Domestic team information
- 1985–1986: Somerset
- First-class debut: 14 August 1985 Somerset v Middlesex
- Last First-class: 19 August 1986 Somerset v Surrey

Career statistics
| Competition | First-class |
| Matches | 13 |
| Runs scored | 32 |
| Batting average | 5.33 |
| 100s/50s | –/– |
| Top score | 18 |
| Balls bowled | 2099 |
| Wickets | 32 |
| Bowling average | 34.75 |
| 5 wickets in innings | 1 |
| 10 wickets in match | – |
| Best bowling | 5/58 |
| Catches/stumpings | 3/– |
- Source: CricketArchive, 11 March 2011

= Robert Coombs (cricketer) =

English cricketer

Robert Vincent Jerome Coombs (born 20 July 1959) played first-class cricket for Somerset in 1985 and 1986. He was born at Barnet, Hertfordshire.

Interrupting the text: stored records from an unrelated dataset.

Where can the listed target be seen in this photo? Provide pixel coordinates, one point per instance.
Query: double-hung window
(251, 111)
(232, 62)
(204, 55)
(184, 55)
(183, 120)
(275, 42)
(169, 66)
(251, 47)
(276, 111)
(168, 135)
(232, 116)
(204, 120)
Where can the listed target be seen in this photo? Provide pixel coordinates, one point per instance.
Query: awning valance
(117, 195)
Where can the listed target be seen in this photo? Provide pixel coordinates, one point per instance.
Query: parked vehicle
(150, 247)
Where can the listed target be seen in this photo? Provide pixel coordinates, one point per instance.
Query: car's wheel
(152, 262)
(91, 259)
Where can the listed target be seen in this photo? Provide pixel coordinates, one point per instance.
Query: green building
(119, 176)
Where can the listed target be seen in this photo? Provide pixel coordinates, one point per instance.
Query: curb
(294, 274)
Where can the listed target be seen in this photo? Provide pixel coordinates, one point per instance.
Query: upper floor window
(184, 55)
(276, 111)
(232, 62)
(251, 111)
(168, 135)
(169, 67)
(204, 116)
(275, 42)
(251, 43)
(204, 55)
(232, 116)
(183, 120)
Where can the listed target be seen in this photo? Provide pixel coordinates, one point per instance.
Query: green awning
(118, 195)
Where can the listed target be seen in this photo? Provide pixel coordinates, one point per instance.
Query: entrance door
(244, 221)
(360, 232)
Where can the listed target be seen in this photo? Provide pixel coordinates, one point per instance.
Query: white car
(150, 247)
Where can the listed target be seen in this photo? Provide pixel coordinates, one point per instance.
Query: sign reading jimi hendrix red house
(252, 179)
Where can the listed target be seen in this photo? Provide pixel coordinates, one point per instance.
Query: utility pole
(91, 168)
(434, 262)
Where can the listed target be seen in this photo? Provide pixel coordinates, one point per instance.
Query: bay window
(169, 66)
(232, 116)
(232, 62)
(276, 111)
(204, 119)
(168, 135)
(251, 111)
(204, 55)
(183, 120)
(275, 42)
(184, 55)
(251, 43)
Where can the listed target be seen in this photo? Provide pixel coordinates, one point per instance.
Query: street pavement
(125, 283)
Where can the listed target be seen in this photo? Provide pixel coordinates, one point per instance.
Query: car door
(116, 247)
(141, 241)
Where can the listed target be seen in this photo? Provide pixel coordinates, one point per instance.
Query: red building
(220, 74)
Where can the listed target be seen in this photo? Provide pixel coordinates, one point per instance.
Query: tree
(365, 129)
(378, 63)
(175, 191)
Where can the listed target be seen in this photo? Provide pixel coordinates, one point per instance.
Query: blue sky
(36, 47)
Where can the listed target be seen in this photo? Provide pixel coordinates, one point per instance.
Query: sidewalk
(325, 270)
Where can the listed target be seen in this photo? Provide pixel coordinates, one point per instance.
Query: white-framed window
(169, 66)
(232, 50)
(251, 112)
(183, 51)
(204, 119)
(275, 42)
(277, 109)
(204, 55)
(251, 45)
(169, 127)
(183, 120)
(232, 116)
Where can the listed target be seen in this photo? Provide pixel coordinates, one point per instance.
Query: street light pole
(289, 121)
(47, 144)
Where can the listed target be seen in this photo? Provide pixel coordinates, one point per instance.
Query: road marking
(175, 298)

Coombs was a tall left-arm orthodox spin bowler and a tail-end right-handed batsman. Educated at Exeter University, he had played Minor Counties cricket for Dorset and second eleven cricket for Hampshire before arriving at Somerset in 1985. Brought into the first-team late in an unexpectedly poor season for the county side, Coombs made an immediate impact, taking the first five Middlesex wickets to fall in a rain-ruined match at Weston-super-Mare at a cost of 58 runs. In a soggy end to the 1985 season, Coombs bowled in only three further first-class innings spread across three rain-affected matches, but he took 11 further wickets in those and his 16 wickets at an average of 16.75 put him at the top of Somerset's bowling for the season. Wisden Cricketers' Almanack noted approvingly his "good bowling action and attacking bent". More frequent games in 1986, however, brought little success and the bowling figures from his first match remained the best of his short first-class career. In 1987, he was back playing Minor Counties cricket for Dorset and remained there until 1990. He did not play any List A cricket.